Hem bölgedeki hem de küresel zorluklarından doğan bu yakınlaşma süreci artık gizli yürütülmüyor, ancak ABD ve AB ile yakın ilişkilerden de ödün verilmiyor.
Hava üstünlüğüne stratejik hazırlık
Ortadoğu’daki çatışmalar, savaşlar ve İsrail’in artan etkisi göz önüne alındığında, Türkiye-Mısır yakınlaşmasının savunma ve caydırıcılık boyutu kritik öneme sahip. İki ülke de, potansiyel bölgesel krizlere karşı doğrudan kontrol sağlayacak askeri kapasitesini artırmak istiyor.
Bazı değerlendirmeler ve sızdırılan belgelerde İsrail Başbakanı Binyamin Netanyahu’nun yayılmacı hedefleri sadece Gazze, Suriye ve Lübnan ile sınırlı değil. Bu hedefler aynı zamanda bölgedeki güç dengesi, Mısır’ın askeri gücü ve Türkiye’nin Suriye stratejisi üzerinden de şekilleniyor.
İlk temas 2024’te yapıldı
Mısır kaynakları, Türkiye’nin uçak ve gelişmiş insansız hava aracı teknolojilerinin kullanılmasının, ABD ve diğer büyük güçlerden bağımsız teknik erişim sağlama ihtiyacıyla bağlantılı olduğunu belirtiyor.
Tactical Report’un aktardığına göre, Mısır’ın KAAN programına ilgisi, Cumhurbaşkanı Abdulfettah El-Sisi’nin geçen yıl Eylül ayında Ankara’yı ziyaretinde ortaya çıktı. Sisi, jet ve Türkiye’nin Çelik Kubbe hava savunma sistemiyle ilgilendiğini ifade etti.
Mısır Hava Kuvvetleri heyeti, jet prototipini ve üretim hatlarını incelemek için Türkiye’yi ziyaret etti ve yüksek not verdi.
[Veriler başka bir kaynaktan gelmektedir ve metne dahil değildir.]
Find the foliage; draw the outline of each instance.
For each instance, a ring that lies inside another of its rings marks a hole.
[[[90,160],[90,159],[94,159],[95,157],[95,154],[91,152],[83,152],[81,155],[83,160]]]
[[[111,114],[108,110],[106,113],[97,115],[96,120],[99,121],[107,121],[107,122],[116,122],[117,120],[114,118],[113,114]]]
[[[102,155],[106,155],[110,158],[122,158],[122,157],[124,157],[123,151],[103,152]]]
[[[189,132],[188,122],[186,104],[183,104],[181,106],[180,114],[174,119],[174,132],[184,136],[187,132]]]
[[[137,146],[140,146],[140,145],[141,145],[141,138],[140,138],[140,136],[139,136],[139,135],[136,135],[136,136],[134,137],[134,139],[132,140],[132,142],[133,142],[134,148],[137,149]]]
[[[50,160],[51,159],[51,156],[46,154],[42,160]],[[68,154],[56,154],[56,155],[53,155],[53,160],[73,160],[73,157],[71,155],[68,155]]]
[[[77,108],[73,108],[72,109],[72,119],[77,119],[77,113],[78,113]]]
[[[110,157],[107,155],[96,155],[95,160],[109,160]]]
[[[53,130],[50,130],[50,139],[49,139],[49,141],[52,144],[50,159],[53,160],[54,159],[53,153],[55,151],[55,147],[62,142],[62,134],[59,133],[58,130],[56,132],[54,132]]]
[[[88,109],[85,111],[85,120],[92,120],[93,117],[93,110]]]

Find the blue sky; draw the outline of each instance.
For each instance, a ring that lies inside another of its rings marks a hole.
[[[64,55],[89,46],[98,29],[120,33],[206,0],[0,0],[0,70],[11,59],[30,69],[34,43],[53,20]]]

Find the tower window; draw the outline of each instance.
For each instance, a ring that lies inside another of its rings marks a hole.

Mayıs ayında Mısır Genelkurmay Başkanı General Ahmad Khalifa Ankara’da temaslarda bulundu, savunma şirketlerini gezdi ve Türk yetkililerle bir dizi görüşme yaptı.
Ortak hedefler neler?
Ziyaretler sırasında eğitim, bilgi transferi ve deneyim paylaşımı konuları ele alındı. Her iki taraf da yakın gelecekte ortaklığı çok daha geniş alanlara taşımayı planlıyor.
KAAN’a Mısır’ın katılımını resmileştirecek anlaşmanın yıl sonuna kadar imzalanması bekleniyor.
Anlaşmanın imzalanması durumunda Orta Doğu’da Mısır ve Türkiye’nin, ABD’nin sınırlı desteğiyle ve İsrail’in hava üstünlüğü dengesini değiştirmesi bekleniyor.
Öte yandan KAAN programına Mısır, İspanya ve BAE’nin katılımı, Türkiye savunma sanayii için önemli bir başarı. Bu ülkelerin desteğiyle birlikte KAAN’a yönelik yatırımlarını artıracak, üretimi hızlandıracak ve maliyetler düşecek.